The OR- a cold and not so inviting place. People everywhere.  Smaller bed (read cot) and my legs in these boots!   Huge blue strap in boots. We had an extra OB in the room, my IM and IF my friend, nurses everywhere. IM was holding one of my legs, my friend was holding my hand and rubbing my hair and my IF was taking pictures, somewhere behind me, (I think)?  They were watching Baby B’s heartbeat on the U/S and we were waiting for someone from Ped’s to come in, I guess Dr’s for the babies??  I just know that the worst words a woman in labor can here- is “don’t push”!  You all know that when you have to push, you have to push.  There really is no holding it back.  Finally, the OB said- ok- next contraction, tell me and we will push.   Which just so happened to be right as she was saying that.  One and a half pushes later- out comes Baby A(Christian) at 5:58pm, weighing 5lbs 1oz and 19 inches long.  Rest for a minute as they make sure baby B is still head down and locate her heart rate again.  Whew!  She stayed head down.   Break Baby B’s water and we kind of wait for her to move on down.  I remember the OB saying ok- when you have a contraction let’s go ahead and push.  I don’t know how many pushes she took- what I do know is that I was pushing and it was hurting and I turned to my friend and said- oh man this hurts!  Turns out she was sunny side up.   If you ever want or need some encouragement to push really hard and really fast, listen to someone in the OR say- ok, you need to get her out, PUSH!  I guess her heart rate dropped and hearing those scary words was enough to send me over the edge…push, baby B (Elizabeth)born 9 minutes after baby A at 6:08 pm weighing 6lbs 2oz and 17 ½ inches long.

I did need a few stitches after the placenta fun!  Baby girl was fine and baby boy is still in the NICU.  He had some trouble maintaining his body temp as well as eating, but is doing better now.  I believe he might be discharged tomorrow and they will go home to NY on Wednesday.

My Ip’s have been so wonderful.  They are beyond grateful and every time I see them they thank me for doing such a wonderful job.  Saturday morning my IM brought the little girl in for me to hold.  She is so tiny and such a cutie.  She told me I could go to the NICU and see the little boy anytime I wanted.  I made my way there in the evening after my shower and she was there.  She left to go feed baby girl and told me to stay as long as I wanted.  She said- she thought he would enjoy hearing my voice and being snuggled.   I spent about an hour with him.

Emotionally I feel good.  I cried once with the nurse who was talking to me and telling me what a great thing I did- I didn’t cry because I was sad to be leaving the babies-  In fact I feel relieved to not have a newborn to care for at home, the tears just sort of flowed.  Tears of happiness, tears of worry for how little that baby boy is tears because it’s over and I feel like it took so long to get here!   I really couldn’t tell you; maybe it’s just the hormones!
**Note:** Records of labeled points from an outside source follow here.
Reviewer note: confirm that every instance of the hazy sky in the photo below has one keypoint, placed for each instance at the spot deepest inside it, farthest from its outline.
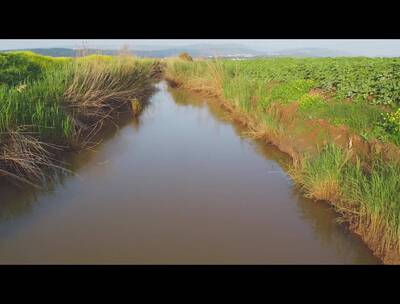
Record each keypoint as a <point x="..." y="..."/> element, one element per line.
<point x="364" y="47"/>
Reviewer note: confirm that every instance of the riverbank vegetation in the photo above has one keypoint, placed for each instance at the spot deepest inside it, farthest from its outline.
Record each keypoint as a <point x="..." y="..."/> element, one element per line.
<point x="338" y="118"/>
<point x="52" y="105"/>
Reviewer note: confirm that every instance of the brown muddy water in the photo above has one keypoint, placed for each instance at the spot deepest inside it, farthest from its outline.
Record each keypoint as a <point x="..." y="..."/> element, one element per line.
<point x="179" y="186"/>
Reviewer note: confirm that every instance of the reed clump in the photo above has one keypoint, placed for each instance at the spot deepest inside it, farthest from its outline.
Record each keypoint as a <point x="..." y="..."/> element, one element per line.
<point x="62" y="105"/>
<point x="339" y="148"/>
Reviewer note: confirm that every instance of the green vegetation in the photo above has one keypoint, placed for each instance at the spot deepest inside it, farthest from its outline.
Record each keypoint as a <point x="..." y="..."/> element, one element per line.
<point x="339" y="119"/>
<point x="51" y="104"/>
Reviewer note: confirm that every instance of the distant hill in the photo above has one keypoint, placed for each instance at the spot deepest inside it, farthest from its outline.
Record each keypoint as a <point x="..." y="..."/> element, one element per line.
<point x="194" y="51"/>
<point x="310" y="52"/>
<point x="199" y="50"/>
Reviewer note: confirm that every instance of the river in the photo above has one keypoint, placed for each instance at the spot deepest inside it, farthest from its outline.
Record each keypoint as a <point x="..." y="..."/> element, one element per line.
<point x="180" y="185"/>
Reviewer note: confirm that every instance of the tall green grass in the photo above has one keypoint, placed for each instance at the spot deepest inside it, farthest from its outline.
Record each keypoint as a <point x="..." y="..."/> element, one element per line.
<point x="345" y="92"/>
<point x="47" y="102"/>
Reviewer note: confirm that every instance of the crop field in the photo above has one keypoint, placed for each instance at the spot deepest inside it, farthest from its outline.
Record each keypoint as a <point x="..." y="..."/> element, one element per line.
<point x="339" y="119"/>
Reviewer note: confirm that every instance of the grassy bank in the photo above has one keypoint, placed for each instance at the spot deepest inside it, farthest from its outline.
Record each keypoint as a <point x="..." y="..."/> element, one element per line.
<point x="52" y="105"/>
<point x="338" y="119"/>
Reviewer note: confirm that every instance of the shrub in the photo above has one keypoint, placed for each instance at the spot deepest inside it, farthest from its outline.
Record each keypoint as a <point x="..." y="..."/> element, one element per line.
<point x="185" y="56"/>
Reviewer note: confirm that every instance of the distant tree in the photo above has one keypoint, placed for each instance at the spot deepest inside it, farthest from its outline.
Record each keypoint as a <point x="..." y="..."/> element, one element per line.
<point x="124" y="50"/>
<point x="185" y="56"/>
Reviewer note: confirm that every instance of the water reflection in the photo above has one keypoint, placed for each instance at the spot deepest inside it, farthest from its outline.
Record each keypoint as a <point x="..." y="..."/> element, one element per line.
<point x="320" y="215"/>
<point x="180" y="184"/>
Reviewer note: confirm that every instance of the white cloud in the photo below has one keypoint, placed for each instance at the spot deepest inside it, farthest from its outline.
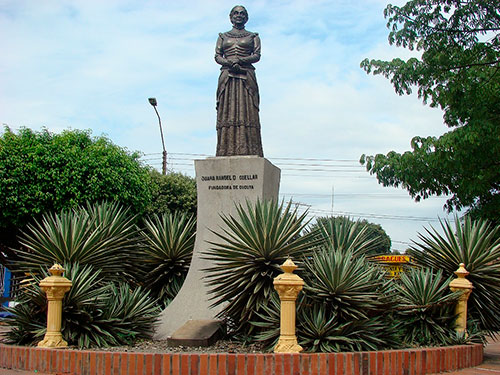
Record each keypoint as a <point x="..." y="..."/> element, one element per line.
<point x="93" y="64"/>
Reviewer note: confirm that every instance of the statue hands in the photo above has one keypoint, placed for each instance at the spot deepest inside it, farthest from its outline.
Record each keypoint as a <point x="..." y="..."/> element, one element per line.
<point x="236" y="65"/>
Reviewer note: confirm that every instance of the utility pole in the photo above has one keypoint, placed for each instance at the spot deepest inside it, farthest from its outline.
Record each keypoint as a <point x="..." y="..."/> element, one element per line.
<point x="154" y="103"/>
<point x="333" y="194"/>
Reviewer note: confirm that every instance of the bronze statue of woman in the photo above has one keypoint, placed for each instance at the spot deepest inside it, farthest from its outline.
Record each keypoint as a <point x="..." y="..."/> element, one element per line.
<point x="238" y="124"/>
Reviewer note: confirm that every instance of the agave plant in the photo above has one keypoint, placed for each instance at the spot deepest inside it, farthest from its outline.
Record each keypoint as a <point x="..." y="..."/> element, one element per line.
<point x="425" y="307"/>
<point x="320" y="330"/>
<point x="352" y="287"/>
<point x="477" y="245"/>
<point x="95" y="314"/>
<point x="253" y="244"/>
<point x="345" y="305"/>
<point x="102" y="235"/>
<point x="168" y="242"/>
<point x="341" y="233"/>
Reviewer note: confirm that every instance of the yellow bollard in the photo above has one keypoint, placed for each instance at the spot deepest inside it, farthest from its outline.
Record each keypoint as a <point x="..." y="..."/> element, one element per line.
<point x="288" y="287"/>
<point x="55" y="287"/>
<point x="464" y="285"/>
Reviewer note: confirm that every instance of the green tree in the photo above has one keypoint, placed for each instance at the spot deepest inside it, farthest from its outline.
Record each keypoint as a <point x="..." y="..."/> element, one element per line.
<point x="42" y="172"/>
<point x="374" y="235"/>
<point x="458" y="71"/>
<point x="172" y="192"/>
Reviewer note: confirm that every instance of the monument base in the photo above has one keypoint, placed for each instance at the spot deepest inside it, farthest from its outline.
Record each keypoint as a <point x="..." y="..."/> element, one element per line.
<point x="221" y="182"/>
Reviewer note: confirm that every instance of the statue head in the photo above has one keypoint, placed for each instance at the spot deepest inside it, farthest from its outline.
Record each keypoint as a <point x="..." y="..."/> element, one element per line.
<point x="238" y="16"/>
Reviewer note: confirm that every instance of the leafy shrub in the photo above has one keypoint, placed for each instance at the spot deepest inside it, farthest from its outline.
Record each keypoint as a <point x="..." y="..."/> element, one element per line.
<point x="42" y="172"/>
<point x="246" y="260"/>
<point x="477" y="245"/>
<point x="171" y="193"/>
<point x="168" y="242"/>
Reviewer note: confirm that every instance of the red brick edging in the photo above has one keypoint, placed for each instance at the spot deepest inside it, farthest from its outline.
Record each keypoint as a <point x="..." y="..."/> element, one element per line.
<point x="85" y="362"/>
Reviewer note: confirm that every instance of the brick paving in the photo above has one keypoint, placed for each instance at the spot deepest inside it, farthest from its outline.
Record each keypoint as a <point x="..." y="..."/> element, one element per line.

I feel great about the entire thing.  Things went wonderfully.  I couldn’t feel any prouder to be part of something so special and so amazing. Watching my IM cry as her children were born and knowing that I helped create that family is a wonderful feeling.  I don’t even know how I can describe that feeling, Love? Completeness?  
I went into this journey just knowing that I wanted to do this for a family.  I have my reasons, I think everyone does- it was something I was called to do- something I really needed to do.  I had no idea what I was in for- and I have learned so much over the last 3 years from the time I started all of this to birth of twins.  Learned a lot about life, love and myself.  I can see why people become passionate about helping create families!  If this is my greatest accomplishment in life- I feel like I am content with that.  Helping someone else create a family was a blessing to me and my life as well as theirs.